Dessa was a no-show. Dessa and Ralph Drinkwater. Well, I told myself, what goes around comes around. Here’s your personal history coming back to kick you in the teeth, Dominick. You betrayed both of them. Gave him up that night at the state police barracks. Gave your grieving wife up every night you’d wake up and hear her sobbing down the hall and just
lie
there.
Not
get out of bed.
Not
go to her, because it hurt too much. . . . Survival of the fittest, Birdsey: this was what it got you down the line.

The priest was goofy—not one of the regulars over at St. Mary’s, but someone they’d had to dig up from Danielson. I felt bad for Ray. He’d been volunteering over at St. Anthony’s for more than twenty years—plumbing, electrical work, yard work every spring and fall. But not
one
of those three priests could wiggle out of his “previous commitment.” . . . Father LaVie, this guy’s name was. He reminded me of someone—I couldn’t quite think of who. He’d sounded young over the phone, but then, in person, he
wasn’t
young. Late fifties, maybe? Early sixties? Shows up at the cemetery wearing sandals instead of shoes and socks. What was
that
all about? Trying to play Jesus or something? Like I said, it was warm for April, but it wasn’t
that
warm.

It hurt, though, whether I deserved it or not: Dessa’s not being there. All during the service, I kept waiting for her late arrival—kept picturing in my head how I’d gesture her over next to me when she got there. Hold her hand, maybe. Because our history was
more
than just the crash-and-burn ending. And because Thomas had loved her, too. “Dessa’s my very, very, VERY best friend,” he used to say. He told me that lots of times. . . . A car door slammed in the middle of things, and I thought,
here
she is.
Here’s
Dess. But it was Lisa Sheffer, hustling down the hill, her trenchcoat flapping behind her. Good old Sheffer, late as usual.
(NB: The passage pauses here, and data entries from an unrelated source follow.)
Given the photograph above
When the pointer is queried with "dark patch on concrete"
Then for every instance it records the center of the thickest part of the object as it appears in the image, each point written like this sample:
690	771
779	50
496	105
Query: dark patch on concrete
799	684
Father LaVie. Father Life. . . . He performed that hocus-pocus they do with the incense, fed us the usual about ashes to ashes and dust to dust. Read us some Scripture. Anything special you’d like? he had asked me over the phone. No, I’d said. Whatever he thought might be appropriate. And what he’d come up with was that same psalm I’d heard Thomas recite a hundred times. “
The Lord is my shepherd; I shall not want. In verdant pastures He gives me repose; beside restful waters he leads me.
. . .”

Father LaVie had asked me about Ma. Breast cancer, I’d said. Told him how she used to worry herself sick about what was going to happen to Thomas after she died. “They were close?” Father LaVie had asked. “Like two peas in a pod,” I’d said. Two peas in a pod, two coffins in the ground. Mrs. Calabash and Mrs. Floon. . . .

Near the end of the service, Father LaVie closed his prayer book and put his hand on Thomas’s casket. Made us a Walt Disney ending: Thomas and Ma, reunited in Heaven, all of their burdens lifted. He smiled over at me, and I smiled back, thinking: George Carlin.
That’s
who he reminds me of. . . . Thinking: Free at last! Free at last! They’re “playing nice” in Heaven!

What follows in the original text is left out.